Dan Dennett - Darwin's Dangerous Idea

I’ve just uploaded this to bookcrossing.com , if you want it - get in touch. I said I would start to do brief reviews for all the books I read (especially as I intend to release most of them on bookcrossing) so here is this one (also on goodreads.com)

Dan Dennett is one author who has genuinely changed my view of the word. Till I read a wonderful short piece by him called “Where am I?” I had written off philosophy and took the view “if you want to know how the mind works, ask a neuroscientist”. Dan is remarkably lucid on philosophy of mind, free will and evolution. He is both an “intellectual plumber” –doing that work that the best philosophers do, patching leaks in peoples thinking– and a great communicator - understanding, consolidating and enthusiastically passing on knowledge in a field not his main expertise (not that you would notice without him owning up frequently).

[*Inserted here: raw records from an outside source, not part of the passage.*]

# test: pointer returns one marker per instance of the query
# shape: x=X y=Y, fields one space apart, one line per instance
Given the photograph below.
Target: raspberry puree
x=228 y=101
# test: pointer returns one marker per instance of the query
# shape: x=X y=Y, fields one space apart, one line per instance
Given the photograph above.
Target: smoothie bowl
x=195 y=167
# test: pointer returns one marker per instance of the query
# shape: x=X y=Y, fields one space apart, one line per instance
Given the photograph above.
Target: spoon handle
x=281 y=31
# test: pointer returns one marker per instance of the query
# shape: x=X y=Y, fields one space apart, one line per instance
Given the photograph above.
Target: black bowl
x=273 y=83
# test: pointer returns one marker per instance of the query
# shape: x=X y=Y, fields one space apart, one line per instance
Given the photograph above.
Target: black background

This is the second in a sequence: Consciousness Explained, Darwins Dangerous Idea and Freedom Evolves. These, along with his earlier works Elbow Room and The Intentional Stance are a superbly compelling explanation of how we come to have free will without any mysterian views about how special consciousness in the species Homo Sapien Sapien must be and accepting that we live in a deterministic universe.

This book in particular is a very good survey of modern evolutionary theory, not the ideal first book but great if you are familiar with the topic. He is a believer in the neo-darwinian synthesis perhaps best espoused by Richard Dawkins. He takes as his central metaphor the difference between cranes (just doing some lifting obeying the laws of physics, however complex they are) and sky hooks (magical lifting devices that do not permit/require explanation). Along the way he rebuts Stephen Jay Gould’s attempts to cast himself as the leader of some revolution or other in biology, Roger Penroses misuse of Godels theorem to link two mysteries together (quantum indeterminacy and consciousness) and does a defence of a meme-based approach to culture. All in all a superb, if somewhat challenging, book.

As an aside, one of the really great things about Dennett is the range and number of citations. He must read nearly all of the relevant literature and makes wonderful use of literary and philosophical references as well - it was a Dennett reference that first brought Jorge Luis Borges to my attention and encouraged me to learn more about David Hume.

A superb book, I recommend it for all with some familiarity with the theory of evolution in it’s modern form who are ready to explore some of its subtleties and prepare themselves for Freedom Evolves.